A concorrência com os vinhos do Novo Mundo é um desafio, mas também uma oportunidade. Rótulos chilenos, argentinos e uruguaios contam com a vantagem do Mercosul e da logística mais barata. Porém, enquanto esses países oferecem vinhos de entrada e bom custo-benefício, os italianos pretendem ocupar um patamar acima, atendendo consumidores mais exigentes.
Além disso, a chegada de grandes grupos italianos pode estimular a indústria nacional. A comparação direta com vinhos importados de alto nível tende a pressionar os produtores locais a elevar padrões de qualidade. “A concorrência saudável melhora o mercado como um todo, e o Brasil tem capacidade de crescer também como produtor de vinhos premium, principalmente com os espumantes que já conquistaram prêmios internacionais”, avaliou Padovani.
Espumantes brasileiros no radar italiano
Se os italianos querem ganhar espaço no Brasil, o movimento também pode ocorrer no sentido inverso.

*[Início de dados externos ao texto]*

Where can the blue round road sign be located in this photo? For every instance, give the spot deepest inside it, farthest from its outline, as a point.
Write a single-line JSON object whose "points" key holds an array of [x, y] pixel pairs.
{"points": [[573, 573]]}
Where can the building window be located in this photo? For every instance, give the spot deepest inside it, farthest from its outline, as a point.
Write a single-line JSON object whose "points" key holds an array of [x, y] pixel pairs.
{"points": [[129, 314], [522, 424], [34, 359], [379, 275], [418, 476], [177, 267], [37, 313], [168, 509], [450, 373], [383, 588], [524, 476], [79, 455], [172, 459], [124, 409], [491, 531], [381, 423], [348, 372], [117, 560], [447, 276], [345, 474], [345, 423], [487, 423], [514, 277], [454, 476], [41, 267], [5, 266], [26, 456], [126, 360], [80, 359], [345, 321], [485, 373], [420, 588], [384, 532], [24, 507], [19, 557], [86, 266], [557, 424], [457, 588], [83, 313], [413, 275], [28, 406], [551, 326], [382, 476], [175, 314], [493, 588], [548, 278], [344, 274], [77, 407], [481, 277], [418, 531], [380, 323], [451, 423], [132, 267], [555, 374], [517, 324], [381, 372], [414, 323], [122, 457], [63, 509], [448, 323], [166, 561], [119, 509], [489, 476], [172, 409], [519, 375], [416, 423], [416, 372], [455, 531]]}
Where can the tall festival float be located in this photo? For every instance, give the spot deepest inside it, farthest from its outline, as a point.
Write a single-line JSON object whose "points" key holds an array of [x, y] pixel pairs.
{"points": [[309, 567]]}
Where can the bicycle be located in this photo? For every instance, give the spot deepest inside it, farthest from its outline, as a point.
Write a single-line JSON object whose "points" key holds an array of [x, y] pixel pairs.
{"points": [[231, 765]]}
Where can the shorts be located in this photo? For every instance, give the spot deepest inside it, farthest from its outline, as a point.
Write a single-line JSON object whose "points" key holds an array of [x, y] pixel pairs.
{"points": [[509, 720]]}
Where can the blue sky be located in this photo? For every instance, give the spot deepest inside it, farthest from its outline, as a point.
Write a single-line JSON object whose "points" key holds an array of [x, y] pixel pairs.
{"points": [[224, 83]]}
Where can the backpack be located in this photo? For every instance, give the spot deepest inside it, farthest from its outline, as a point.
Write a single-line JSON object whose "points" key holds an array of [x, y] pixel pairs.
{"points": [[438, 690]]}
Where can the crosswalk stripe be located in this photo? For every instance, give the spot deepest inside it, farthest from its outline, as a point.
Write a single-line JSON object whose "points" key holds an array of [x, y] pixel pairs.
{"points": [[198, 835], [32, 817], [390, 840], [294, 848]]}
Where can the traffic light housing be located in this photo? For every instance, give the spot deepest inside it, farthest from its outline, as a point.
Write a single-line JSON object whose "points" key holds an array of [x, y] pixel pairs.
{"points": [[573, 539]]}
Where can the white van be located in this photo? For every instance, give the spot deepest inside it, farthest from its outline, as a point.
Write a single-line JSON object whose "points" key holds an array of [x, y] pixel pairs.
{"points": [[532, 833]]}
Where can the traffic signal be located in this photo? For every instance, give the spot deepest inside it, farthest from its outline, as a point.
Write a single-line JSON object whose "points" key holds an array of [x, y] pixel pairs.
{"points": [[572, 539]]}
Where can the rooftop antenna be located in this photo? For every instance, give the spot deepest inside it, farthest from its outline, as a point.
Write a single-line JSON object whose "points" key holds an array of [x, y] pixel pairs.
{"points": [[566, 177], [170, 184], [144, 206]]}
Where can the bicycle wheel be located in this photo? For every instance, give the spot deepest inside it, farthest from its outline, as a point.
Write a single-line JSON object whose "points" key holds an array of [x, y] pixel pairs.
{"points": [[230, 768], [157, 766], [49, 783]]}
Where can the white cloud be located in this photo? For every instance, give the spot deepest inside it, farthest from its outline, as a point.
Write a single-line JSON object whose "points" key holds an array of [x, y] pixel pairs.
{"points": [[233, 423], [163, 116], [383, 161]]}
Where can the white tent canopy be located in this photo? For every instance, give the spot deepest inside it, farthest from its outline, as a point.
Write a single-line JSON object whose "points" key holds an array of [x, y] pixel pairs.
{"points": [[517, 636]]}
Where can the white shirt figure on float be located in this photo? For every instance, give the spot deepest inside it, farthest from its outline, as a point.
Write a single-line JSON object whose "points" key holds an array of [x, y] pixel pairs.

Importadores italianos demonstraram interesse nos espumantes brasileiros, especialmente os produzidos no Rio Grande do Sul. Em visitas recentes, alguns rótulos chegaram a ser destacados como de qualidade comparável, ou até superior, a champanhes franceses em determinados concursos.
“Essa presença maior de importadores e produtores italianos abre portas para parcerias bilaterais. Grandes grupos italianos têm redes globais de distribuição e podem incluir rótulos brasileiros em seus portfólios”, apontou Padovani.
Embora o foco atual seja o vinho, representantes italianos destacam que o esforço de promoção deve se expandir para outros produtos de excelência do país, ainda pouco difundidos no Brasil. Queijos, azeites e embutidos de alta qualidade fazem parte dos planos. “No vinho já avançamos, mas nesses setores ainda estamos muito atrás do padrão internacional. Queremos corrigir isso”, afirmou o executivo.
A meta declarada é ambiciosa: elevar o vinho italiano da sexta ou sétima posição atual para a liderança entre os importados no Brasil. O prazo estimado é de dez anos, período em que se espera tanto a consolidação de novos rótulos quanto o amadurecimento do consumidor brasileiro.
Nesse horizonte, a expectativa é que o Brasil se torne não apenas um dos maiores mercados para o vinho italiano, mas também um player mais relevante na vitivinicultura global, beneficiado pela concorrência e pelo intercâmbio. “O mercado brasileiro está em transformação. A chegada da Itália pode acelerar esse processo, criando um ecossistema mais sofisticado, competitivo e internacionalizado”, afirmou Maria Maddalena.